鋼鉄の要塞の内側には揃いの軍服を着た軍人たちが行き交っている。
……そんな現代日本ではありえない光景を、僕は窓越しに見ていた。
ここはそう、魔人シュルクが生まれた場所、魔界だ。
鋼鉄の要塞。と言っても、中世的な見た目ではなく、SF映画に出てくるような近未来的な造りをしている。
シュルクに着いて魔界へとやって来た僕はシュルクの私室と思われる部屋に軟禁されていた。
とは言え別に見張られているわけでも何でもないのだが、「この部屋で大人しくしていろ」と言われた僕には、その言葉に従うしかないのだ。
「はぁ……」
敵の本拠地にいるのに、何もできない。

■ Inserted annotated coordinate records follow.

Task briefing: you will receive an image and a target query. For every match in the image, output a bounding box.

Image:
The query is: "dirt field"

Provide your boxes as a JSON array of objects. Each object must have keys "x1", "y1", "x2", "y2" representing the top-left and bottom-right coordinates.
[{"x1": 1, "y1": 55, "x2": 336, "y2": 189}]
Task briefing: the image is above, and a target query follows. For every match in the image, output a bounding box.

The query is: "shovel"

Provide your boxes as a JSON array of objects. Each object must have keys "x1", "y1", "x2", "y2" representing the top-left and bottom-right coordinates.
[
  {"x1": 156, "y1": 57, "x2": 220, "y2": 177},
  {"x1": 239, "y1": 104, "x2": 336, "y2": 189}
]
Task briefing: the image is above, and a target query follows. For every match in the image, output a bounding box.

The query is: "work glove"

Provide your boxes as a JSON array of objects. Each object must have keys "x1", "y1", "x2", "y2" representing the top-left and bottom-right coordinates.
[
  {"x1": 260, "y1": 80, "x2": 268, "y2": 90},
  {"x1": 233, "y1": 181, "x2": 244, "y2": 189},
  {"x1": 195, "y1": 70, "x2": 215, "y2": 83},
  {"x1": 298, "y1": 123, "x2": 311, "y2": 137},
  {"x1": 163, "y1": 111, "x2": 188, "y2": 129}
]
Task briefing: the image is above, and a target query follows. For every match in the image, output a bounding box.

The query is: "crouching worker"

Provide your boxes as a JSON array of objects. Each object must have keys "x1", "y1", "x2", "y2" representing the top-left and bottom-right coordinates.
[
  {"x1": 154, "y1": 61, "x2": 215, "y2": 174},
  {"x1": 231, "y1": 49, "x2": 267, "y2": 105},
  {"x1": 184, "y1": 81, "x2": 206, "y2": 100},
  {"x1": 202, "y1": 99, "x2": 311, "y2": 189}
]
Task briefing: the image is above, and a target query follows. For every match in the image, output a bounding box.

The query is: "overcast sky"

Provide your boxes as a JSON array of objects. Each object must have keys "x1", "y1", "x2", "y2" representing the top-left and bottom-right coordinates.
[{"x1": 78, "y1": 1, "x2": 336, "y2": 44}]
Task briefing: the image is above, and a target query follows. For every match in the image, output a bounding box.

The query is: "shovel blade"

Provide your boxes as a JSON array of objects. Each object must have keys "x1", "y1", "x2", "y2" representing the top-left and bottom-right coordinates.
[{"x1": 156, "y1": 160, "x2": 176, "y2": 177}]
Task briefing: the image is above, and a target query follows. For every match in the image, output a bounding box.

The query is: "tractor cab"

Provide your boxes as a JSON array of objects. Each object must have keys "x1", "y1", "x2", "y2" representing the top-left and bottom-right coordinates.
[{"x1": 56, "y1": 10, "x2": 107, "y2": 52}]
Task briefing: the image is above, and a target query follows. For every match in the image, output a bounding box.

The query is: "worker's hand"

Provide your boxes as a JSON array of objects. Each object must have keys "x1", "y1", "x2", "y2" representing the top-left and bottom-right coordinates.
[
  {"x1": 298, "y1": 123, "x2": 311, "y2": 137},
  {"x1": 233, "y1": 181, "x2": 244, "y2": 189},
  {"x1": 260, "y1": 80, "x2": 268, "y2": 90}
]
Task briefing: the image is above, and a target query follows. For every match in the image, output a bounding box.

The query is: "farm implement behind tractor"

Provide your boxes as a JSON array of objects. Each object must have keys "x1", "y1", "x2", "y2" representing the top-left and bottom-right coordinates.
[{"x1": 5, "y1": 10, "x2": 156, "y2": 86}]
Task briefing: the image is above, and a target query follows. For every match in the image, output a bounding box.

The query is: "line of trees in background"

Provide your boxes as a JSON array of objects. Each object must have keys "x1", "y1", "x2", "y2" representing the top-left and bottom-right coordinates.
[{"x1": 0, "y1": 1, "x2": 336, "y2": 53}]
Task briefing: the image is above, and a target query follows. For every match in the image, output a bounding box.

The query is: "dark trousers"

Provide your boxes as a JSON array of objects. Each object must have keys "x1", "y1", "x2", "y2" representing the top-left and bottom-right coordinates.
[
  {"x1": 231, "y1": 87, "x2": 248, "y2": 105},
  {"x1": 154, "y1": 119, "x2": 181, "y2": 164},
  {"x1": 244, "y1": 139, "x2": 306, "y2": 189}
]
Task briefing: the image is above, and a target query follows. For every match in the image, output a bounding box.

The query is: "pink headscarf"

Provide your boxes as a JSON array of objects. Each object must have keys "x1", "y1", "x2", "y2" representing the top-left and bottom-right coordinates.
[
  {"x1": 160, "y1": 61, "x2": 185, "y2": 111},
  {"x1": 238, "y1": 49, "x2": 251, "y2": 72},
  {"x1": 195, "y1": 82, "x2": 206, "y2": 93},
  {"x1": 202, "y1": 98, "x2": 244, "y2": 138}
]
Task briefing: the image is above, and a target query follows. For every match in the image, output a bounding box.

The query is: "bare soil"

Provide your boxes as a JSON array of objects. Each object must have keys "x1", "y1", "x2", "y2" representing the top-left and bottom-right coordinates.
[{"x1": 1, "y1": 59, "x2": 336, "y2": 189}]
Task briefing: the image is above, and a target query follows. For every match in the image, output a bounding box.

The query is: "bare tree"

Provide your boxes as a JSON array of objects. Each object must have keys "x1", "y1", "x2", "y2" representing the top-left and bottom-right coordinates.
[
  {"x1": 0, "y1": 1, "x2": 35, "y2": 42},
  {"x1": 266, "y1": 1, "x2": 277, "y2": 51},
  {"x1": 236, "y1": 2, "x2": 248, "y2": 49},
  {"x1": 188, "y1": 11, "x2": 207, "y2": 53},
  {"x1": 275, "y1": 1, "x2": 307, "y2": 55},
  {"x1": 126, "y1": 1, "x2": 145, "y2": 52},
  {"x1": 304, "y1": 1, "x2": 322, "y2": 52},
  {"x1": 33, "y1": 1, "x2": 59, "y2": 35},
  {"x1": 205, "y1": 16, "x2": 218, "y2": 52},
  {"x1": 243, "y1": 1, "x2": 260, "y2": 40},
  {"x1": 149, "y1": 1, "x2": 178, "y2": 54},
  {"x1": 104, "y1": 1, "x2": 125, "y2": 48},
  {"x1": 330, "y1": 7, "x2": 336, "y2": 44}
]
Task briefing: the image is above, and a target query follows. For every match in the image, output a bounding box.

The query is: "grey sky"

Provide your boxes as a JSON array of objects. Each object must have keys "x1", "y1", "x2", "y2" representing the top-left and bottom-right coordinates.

そんなジレンマが、ただただ僕を憂鬱にさせていく。
それに、依然として身を焦がすような破壊衝動は収まっていない。
……あぁ、サンとレインを倒した時の快感は凄かった。なんて。
「僕はなんて事を……」
だめだ、想像したら気分が昂って来た。けど何も壊せない現状だと、気が狂いかねない。
僕は自分の体を抱き締めるようにして衝動を抑え込む。
しばらくそうして身を抱きかかえていると、部屋のドアが開かれた。
「ブラックリリィ、ついてこい」
挨拶も何もなく、用件だけを告げるのはシュルクだ。
「はい……」
僕が返事をして立ち上がった時には、シュルクはすでに背を向けて歩き出していた。
のっぺりとした、灰色の通路を僕たちは進んだ。通路にはこれと言った照明がないが、ぼんやりと通路全体が光っていて、暗さを感じない。
科学の代わりに魔力の技術が進んでいるようで、下手をすると人間界より技術力は高いかもしれない。
コツコツとした足音を小さく鳴らしながら、僕たちはある部屋の前までやって来た。
「……ここは?」
「…………」
どうやら答えるつもりはないらしい。
シュルクはこちらに目を向けることもなく、ドアを開けて中に入って行った。
それに着いて部屋の中に入ると、複雑な回路? のようなものが部屋中に張り巡らされており、真ん中には歯医者の椅子のようなメカチックな椅子が一つ置かれていた。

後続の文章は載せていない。